Host: Yeah, I think you’re so right. This conversation in, in both preparing for the conversation and now speaking with you today, you know, I, I thought a lot about my own children, you know, and just thought about when they’ve asked me for things, when they’ve asked me to support them, when they’ve asked me to just listen to them, don’t judge, don’t offer advice, just listen to me, dad, you know, and I’m sure there’s just a lot of value in that. Just listening and being supportive and not trying to blame them or blame yourselves because there’s just no reason to blame is there? As you said, there’s no reason to play the blame game because there’s nothing wrong. Right? That nobody’s at fault. And maybe you can just speak more to that just from the parent’s perspective. You know, what, what is that instinct that we have with our children? Maybe it’s just, you know, out of love and support that we’ve given them all these years, we always want to try to fix everything. We want to fix their boo-boos. Right. But this isn’t a boo-boo. There’s nothing wrong with them. Right?

Dr. Filangieri: That’s true. And I think, you know, in our overarching culture, gender is such an important thing. If we think about when we are expecting our first child, everybody asks, are you having a girl or a boy before our infant is born, we’re already genderizing them. We’re already painting the room pink or blue if we know what the natal sex of our baby’s going to be. And with that natal sex and how is natal sex determined? The doctors literally just looks between your child’s legs and says you have a boy or girl. Right.
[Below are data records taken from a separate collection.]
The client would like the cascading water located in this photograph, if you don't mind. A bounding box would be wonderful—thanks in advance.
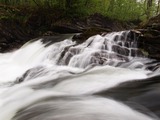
[0,31,160,120]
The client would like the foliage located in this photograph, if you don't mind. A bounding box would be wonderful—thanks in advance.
[0,0,159,21]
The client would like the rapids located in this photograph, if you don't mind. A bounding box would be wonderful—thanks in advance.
[0,31,160,120]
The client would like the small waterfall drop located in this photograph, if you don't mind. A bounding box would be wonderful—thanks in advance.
[0,31,160,120]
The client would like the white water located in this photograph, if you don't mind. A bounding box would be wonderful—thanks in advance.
[0,32,159,120]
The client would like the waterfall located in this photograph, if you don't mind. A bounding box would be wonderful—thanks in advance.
[0,31,160,120]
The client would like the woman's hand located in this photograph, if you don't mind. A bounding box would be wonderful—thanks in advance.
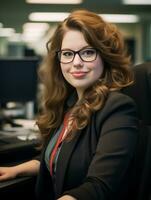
[0,167,17,181]
[58,195,76,200]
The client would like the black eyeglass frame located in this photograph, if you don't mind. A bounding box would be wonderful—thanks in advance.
[56,47,98,64]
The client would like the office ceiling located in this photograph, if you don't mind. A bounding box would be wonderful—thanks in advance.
[0,0,151,33]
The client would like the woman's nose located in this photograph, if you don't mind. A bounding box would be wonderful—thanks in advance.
[73,54,83,67]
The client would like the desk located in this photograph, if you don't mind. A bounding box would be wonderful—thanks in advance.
[0,129,40,200]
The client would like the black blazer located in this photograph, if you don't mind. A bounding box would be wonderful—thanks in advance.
[36,92,138,200]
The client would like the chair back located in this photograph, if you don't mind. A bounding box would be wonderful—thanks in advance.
[122,62,151,200]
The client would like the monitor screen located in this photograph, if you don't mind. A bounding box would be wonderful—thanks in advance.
[0,57,39,103]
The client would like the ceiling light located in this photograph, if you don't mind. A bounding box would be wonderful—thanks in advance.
[29,12,69,22]
[23,22,49,31]
[29,12,139,23]
[100,14,139,23]
[122,0,151,5]
[0,28,15,37]
[26,0,82,4]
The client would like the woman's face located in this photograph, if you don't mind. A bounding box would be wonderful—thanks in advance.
[60,30,104,98]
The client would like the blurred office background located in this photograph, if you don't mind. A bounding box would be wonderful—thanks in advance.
[0,0,151,118]
[0,0,151,63]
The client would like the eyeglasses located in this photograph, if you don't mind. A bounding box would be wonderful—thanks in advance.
[57,48,97,64]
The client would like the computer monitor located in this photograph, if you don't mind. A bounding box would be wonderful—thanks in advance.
[0,57,39,104]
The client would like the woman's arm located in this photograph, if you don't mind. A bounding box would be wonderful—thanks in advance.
[0,160,40,181]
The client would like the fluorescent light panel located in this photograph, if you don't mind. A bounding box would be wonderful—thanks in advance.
[29,12,139,23]
[100,14,139,23]
[123,0,151,5]
[29,12,69,22]
[26,0,82,4]
[0,28,15,37]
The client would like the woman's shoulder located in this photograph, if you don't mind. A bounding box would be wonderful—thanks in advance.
[100,91,136,115]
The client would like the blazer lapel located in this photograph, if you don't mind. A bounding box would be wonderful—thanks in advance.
[56,131,81,195]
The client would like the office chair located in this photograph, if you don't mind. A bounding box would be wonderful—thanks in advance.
[122,62,151,200]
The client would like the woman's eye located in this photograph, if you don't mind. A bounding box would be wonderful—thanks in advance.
[62,51,73,57]
[82,49,95,56]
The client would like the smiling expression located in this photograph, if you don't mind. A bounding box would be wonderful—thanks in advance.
[60,30,104,98]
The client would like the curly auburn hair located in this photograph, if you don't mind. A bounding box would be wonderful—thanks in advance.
[37,10,133,142]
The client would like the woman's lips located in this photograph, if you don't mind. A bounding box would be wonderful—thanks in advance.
[71,71,88,78]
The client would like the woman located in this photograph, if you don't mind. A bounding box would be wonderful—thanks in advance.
[0,10,138,200]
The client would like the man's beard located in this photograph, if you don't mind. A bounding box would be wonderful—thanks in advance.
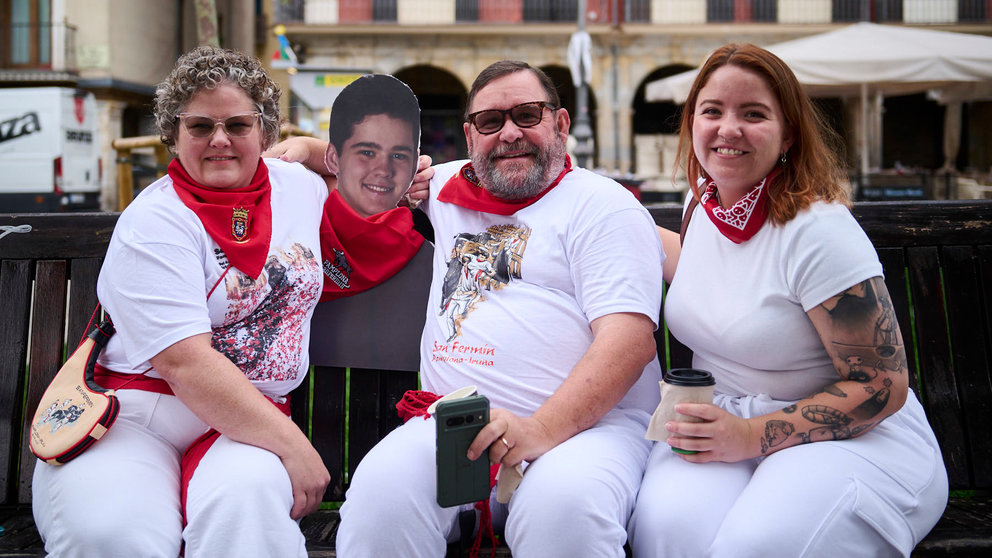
[470,136,565,200]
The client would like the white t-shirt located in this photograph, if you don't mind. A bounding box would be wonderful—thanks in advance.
[420,161,664,416]
[97,159,327,396]
[665,202,882,401]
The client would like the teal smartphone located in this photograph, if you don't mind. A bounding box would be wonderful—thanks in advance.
[434,395,490,508]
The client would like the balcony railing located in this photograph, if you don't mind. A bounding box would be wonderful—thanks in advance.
[0,22,77,72]
[271,0,992,25]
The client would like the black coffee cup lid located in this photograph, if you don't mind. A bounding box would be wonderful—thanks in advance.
[662,368,716,386]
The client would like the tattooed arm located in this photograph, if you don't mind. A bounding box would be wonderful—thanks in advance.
[669,277,909,462]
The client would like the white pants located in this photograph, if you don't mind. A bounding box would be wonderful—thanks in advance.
[335,410,650,558]
[630,392,947,558]
[32,389,307,558]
I think based on that, we have all of these preconceptions of what this child will grow into. So when our child comes out and says, well, you know, mom, I don’t feel like I’m a boy or I don’t feel like I’m a girl, all those preconceptions, everything that we’ve thought this child was going to become; it doesn’t mean they’re not going to become somebody spectacular, but they’re not going to look like what we expected them to look like.

And maybe the way that they have children and have a family, isn’t the way we would expect them to. But it doesn’t negate who they are at their core. It doesn’t negate the relationship that you have with them.

Host: Absolutely. I think you’re so right. Lastly, here, Doctor, how can folks make an appointment with you or contact the mental health services at Maimonides?

Dr. Filangieri: So patients who are interested in care can call us at 718-283-2727 to schedule an intake for the LGBTQ clinic. And it happens through what’s called our Rapid Access Clinic. So the patient would come in for an interview and then would go on to receive services through the LGBTQ clinic here.

Host: That’s great. Well, this has been really interesting, really educational today, and I’d love to have a much longer conversation and be able to take phone calls and really dig in here. But this little, bite-sized nugget here, this little podcast, we hope that this helps both parents and children and they reach out if they need support in the services at Maimonides.

Thank you so much Doctor. You stay well.

Dr. Filangieri: Thank you and you too.